Former Florida Student News Watch students receive reporting fellowship on food insecurity
Managing Editor Casey Chapter and former News Watch student Ariyon Dailey have paired up to look into food access and insecurity on Tallahassee college campuses for WFSU Public Media.
Florida Student News Watch administration is thrilled to announce that Managing Editor Casey Chapter and former student journalist Ariyon Dailey – now an independent journalist in Texas – are Fellows with the Education Writers Association.
Chapter and Dailey will embark on an ambitious project to document food security, access and quality for college students at Florida State University and Florida A&M University for WFSU News radio station.
EWA is a nonprofit that works to support journalists who write about education. Chapter will temporarily step out of her role as managing editor to pursue the fellowship.
“The thing I’m looking forward to is being able to gather some really great data to support and uplift our story,” Dailey said. “Gaining the resources to showcase that is a dream come true.”
She added that the research gathered during the reporting of the project could help shed light on the diversity of food access for college students throughout Tallahassee.
EWA awarded nine fellowships this round and Dailey and Chapter’s project received $5,000 to support their reporting. The pair will work with Lynn Hatter of WFSU radio station to bring the project to the airwaves in Tallahassee and throughout the Florida public radio network.

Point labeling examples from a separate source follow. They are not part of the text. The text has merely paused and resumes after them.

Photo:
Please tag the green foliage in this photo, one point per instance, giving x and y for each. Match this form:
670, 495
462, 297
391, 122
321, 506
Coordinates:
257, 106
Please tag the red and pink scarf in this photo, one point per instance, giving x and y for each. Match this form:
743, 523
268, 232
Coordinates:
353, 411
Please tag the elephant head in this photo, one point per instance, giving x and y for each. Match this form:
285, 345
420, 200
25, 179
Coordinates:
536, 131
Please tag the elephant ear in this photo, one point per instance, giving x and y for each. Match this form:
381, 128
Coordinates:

“Having financial support makes this project a lot more feasible,” Chapter said. “Our ideas and our goals are very ambitious. But having funding to back this project…makes aspects a lot more doable.”
Chapter said the duo plan to incorporate various multimedia forms of reporting into their story, including data visualization mapping, input from surveys sent to students, and video and audio components.
“We really haven’t seen (college food access) discussed too much and we hope (our work) can enlighten local officials, policymakers and local public officials to the issues students face with food access,” she said.
Both Dailey and Chapter have published previously as students via the Florida Student News Watch, where Chapter serves as the Managing Editor.
Dailey is a Florida A&M University graduate and multimedia journalist, and Chapter is a Florida State University graduate. Dailey wrote a story previously on the enduring legacy of soul food for the Tallahassee Democrat via the News Watch. Chapter wrote for the Tallahassee Democrat during the height of the COVID-19 pandemic.